Could anyone help me on this,
Is it true that for any given $r_{1},r_{2},r_{3},r_{4}>0$ and $t_{1},t_{2},t_{3},t_{4}\in[0,2\pi)$ if
$r_{1}\left|\cos(t-t_{1})\right|+r_{2}\left|\cos(t-t_{2})\right|$$<r_{3}\left|\cos(t-t_{3})\right|+r_{4}\left|\cos(t-t_{4})\right|$ for all $t\in[0,2\pi)$
then $r_{1}+r_{2}<r_{3}+r_{4}$ ?

By the way, this is not a homework problem.

Any help will be highly appreciated!

 

[Kaimyn]

Could anyone help me on this,
Is it true that for any given $r_{1},r_{2},r_{3},r_{4}>0$ and $t_{1},t_{2},t_{3},t_{4}\in[0,2\pi)$ if
$r_{1}\left|\cos(t-t_{1})\right|+r_{2}\left|\cos(t-t_{2})\right|$$<r_{3}\left|\cos(t-t_{3})\right|+r_{4}\left|\cos(t-t_{4})\right|$ for all $t\in[0,2\pi)$
then $r_{1}+r_{2}<r_{3}+r_{4}$ ?

By the way, this is not a homework problem.

Any help will be highly appreciated!

I may be incorrect, but I would say this would be false.

What if $$t-t_{1}$$ and $$t-t_{2}$$ are equal to $$2pi$$, $$pi$$ or $$0$$? Then r₁ and r₂ can be anything, and don't have to satisfy the inequality!

 

[forumfann]

If $t-t_{1}$ and $t-t_{2}$ are equal to $2pi$, $pi$ or $0$ ? Then the left hand side of the given inequality is $r_1+r_2$, which is less than the right hand side of the given inequality that is not larger than $r_3+r_4$. Thus the claim is automatically true.

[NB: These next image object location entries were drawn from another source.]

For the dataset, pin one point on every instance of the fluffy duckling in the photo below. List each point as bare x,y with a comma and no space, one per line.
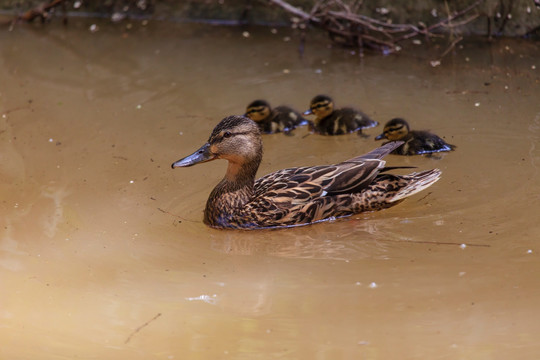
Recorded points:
279,119
331,121
415,142
299,195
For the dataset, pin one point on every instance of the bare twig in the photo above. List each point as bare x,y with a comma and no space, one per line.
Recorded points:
141,327
347,27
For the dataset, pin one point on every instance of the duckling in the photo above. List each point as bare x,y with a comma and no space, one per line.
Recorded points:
295,196
415,142
330,121
279,119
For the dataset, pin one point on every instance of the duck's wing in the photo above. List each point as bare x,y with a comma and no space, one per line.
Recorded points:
379,152
306,183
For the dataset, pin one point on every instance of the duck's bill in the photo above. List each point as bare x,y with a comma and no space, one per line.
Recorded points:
199,156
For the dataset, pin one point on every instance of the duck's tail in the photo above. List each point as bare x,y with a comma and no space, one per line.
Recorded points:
388,190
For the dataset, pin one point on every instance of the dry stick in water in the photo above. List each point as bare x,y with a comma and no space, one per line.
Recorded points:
141,327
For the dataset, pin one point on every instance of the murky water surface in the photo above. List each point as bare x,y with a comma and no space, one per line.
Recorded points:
103,253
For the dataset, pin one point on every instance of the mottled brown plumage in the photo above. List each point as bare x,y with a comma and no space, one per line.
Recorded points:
273,120
332,121
295,196
415,142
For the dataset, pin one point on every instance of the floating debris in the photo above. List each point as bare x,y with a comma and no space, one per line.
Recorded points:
205,298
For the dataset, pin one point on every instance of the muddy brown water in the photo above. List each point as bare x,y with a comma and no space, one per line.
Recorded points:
103,253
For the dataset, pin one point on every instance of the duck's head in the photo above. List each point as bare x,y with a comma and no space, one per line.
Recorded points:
258,110
236,139
395,129
321,106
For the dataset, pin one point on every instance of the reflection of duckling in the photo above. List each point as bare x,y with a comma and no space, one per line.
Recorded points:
280,118
295,196
416,142
330,121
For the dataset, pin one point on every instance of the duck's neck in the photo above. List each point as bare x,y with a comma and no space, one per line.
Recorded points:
234,191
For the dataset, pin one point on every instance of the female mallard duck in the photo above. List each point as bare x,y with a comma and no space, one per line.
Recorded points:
279,119
294,196
330,121
415,142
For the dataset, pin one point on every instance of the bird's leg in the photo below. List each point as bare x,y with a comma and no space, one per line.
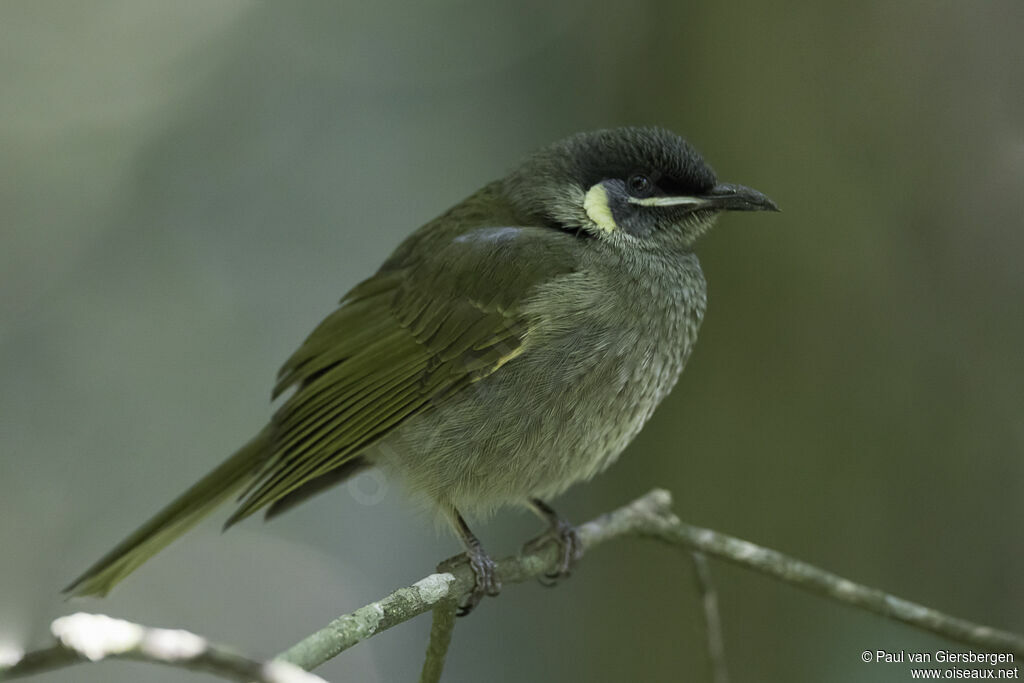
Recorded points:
483,567
561,531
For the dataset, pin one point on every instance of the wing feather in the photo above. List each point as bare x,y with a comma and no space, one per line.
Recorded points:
399,342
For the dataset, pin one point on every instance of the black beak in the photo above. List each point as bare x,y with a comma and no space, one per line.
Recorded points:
727,197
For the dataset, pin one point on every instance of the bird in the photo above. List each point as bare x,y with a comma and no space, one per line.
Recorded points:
507,349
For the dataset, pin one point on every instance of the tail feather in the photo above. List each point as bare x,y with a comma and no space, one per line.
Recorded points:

I think what makes it possible to be true is "for all $x\in[0,2\pi]$", but I don't know how to prove it.

Again, any suggestion that can lead to the answer to the question will be greatly appreciated.

 

[Kaimyn]

Ahh, sorry, I meant pi/2, meaning cos(pi/2) = 0. Then they do not have to be < r₃+ r₄

Besides, say they are both equal to pi anyway. Then, r₁ and r₂ can be greater than r₃ and r₄, yet still hold true in the first inequaility but not the second.